En la última lección, estábamos aprendiendo sobre el jubileo. En el séptimo año, no solo debían descansar ese año, sino también en el jubileo, que era el quincuagésimo año. Dios había prometido que si seguían sus mandamientos, él mantendría su pacto con ellos.

En el año 48, su cultivo sería tan abundante, que tendrían un suministro de alimentos de 3 años para llevarlos a través de este tiempo de descanso. Al final del jubileo, debían volver a plantar sus cultivos. Serían atendidos por la tienda de alimentos del año que proporcionó el suministro de los 3 años.

Versos 23-34: Se describen varias regulaciones con respecto a los bienes raíces.

Debido a que la tierra pertenecía a Dios, los israelitas no podían vender permanentemente su porción heredada. Si una persona tenía que vender su tierra, le fue devuelta en el Año del Jubileo.

Levítico 25:23 “La tierra no se venderá para siempre; porque la tierra es mía; porque vosotros sois forasteros y forasteros conmigo”.

“Porque la tierra es mía”: Dios es dueño de la tierra y de todo lo que hay en ella (compare el Salmo 24: 1). El pueblo de Israel era, de hecho, solo inquilinos en la tierra por la gracia del Señor. Por lo tanto, la propiedad de la propiedad era temporal, no permanente.

La tierra solo se podía vender por el tiempo que faltaba hasta el jubileo. Toda la tierra revertida al propietario original en el jubileo. La tierra estaba realmente solo en préstamo, o como diríamos (contrato de arrendamiento a largo plazo).

Levítico 25:24 “Y en toda la tierra de tu posesión otorgarás una redención por la tierra”.

Que deberían poseer en la tierra de Canaán, cualquiera que sea la parte de ella que cualquiera de ellos debería disfrutar.

“Deberá otorgar una redención por la tierra”: es decir, cada vez que cualquier propiedad en ella se vendiera por necesidad, el comprador estaba obligado a otorgarle una libertad al vendedor para que la rescatara, cuando estuviera en su poder para hacerlo, o Cualquiera o sus relaciones, especialmente después de dos años. Así observa Jarchi, el que vende su posesión puede canjearla después de dos años, ya sea él mismo o el que está cerca de él, ni el comprador puede obstaculizarla (ver notas en Lev. 25:15).

La tierra definitivamente no se vendería por un período prolongado. Cada venta tendría que llevar una cláusula de que la tierra volvería al propietario original en el jubileo.

Levítico 25:25 “Si tu hermano es pobre, y ha vendido [parte] de su posesión, y si alguno de sus parientes viene a redimirlo, entonces él redimirá lo que su hermano vendió”.

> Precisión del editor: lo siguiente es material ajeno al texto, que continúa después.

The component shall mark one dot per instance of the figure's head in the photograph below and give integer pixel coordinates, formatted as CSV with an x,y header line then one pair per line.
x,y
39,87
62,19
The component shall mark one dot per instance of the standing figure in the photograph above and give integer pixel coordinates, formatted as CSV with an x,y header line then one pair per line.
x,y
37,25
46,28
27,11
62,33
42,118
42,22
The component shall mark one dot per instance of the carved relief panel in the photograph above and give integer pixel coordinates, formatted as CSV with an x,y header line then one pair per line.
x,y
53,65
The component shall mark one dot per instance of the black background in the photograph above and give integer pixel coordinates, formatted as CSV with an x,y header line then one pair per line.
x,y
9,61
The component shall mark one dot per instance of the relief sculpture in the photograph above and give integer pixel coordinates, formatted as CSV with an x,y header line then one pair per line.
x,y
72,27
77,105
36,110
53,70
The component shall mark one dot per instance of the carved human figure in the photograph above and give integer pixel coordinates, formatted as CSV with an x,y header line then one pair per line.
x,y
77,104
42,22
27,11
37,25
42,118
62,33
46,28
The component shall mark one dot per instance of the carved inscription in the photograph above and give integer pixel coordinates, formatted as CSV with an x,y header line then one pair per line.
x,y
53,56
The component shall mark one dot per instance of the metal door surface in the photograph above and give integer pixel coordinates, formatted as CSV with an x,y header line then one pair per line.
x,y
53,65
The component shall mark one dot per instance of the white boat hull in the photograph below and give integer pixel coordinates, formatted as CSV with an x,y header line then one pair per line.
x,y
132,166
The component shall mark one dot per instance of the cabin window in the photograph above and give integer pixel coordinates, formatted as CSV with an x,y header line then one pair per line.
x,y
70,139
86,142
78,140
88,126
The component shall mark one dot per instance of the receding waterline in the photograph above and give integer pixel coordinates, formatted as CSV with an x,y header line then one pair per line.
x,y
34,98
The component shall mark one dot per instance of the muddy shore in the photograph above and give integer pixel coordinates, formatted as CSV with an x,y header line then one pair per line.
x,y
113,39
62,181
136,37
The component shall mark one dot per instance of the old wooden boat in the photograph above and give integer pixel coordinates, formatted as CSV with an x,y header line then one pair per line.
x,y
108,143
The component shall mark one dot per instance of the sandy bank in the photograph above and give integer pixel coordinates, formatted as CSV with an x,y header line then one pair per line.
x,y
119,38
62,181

Es traído muy bajo, muy reducido, y está en circunstancias adversas. Por lo tanto, Jarchi dice, aprendemos, que ningún hombre puede vender su campo, a menos que su angustia lo presione y lo obligue a hacerlo. Porque, como observa Maimónides, un hombre no puede vender su propiedad para poner dinero en su bolso, para comerciar con, o para comprar bienes, criados y ganado, solo comida.

“Y ha vendido parte de su posesión”: No todo, como Jarchi comenta. Porque el camino de la tierra o la costumbre del mundo enseña que un hombre debe reservar un campo (o una parte), para sí mismo.

“Y si alguno de sus parientes viene a canjearlo”: acuda al comprador y le proponga canjearlo, entregando lo que se vendió o en proporción al tiempo que lo disfrutó.

“Entonces él canjeará lo que su hermano vendió”: Tampoco estaba en poder del comprador impedirle, o a su elección, si le permitiría canjearlo o no. Tal era un emblema de nuestro ” goel “. Nuestro pariente cercano y Redentor el Señor Jesucristo, que vino en nuestra naturaleza a este mundo para redimirnos, y nos puso en posesión de la herencia celestial. Tampoco estaba en el poder de nadie impedir su ejecución, porque él es el Dios poderoso, el Señor de los Ejércitos es su nombre.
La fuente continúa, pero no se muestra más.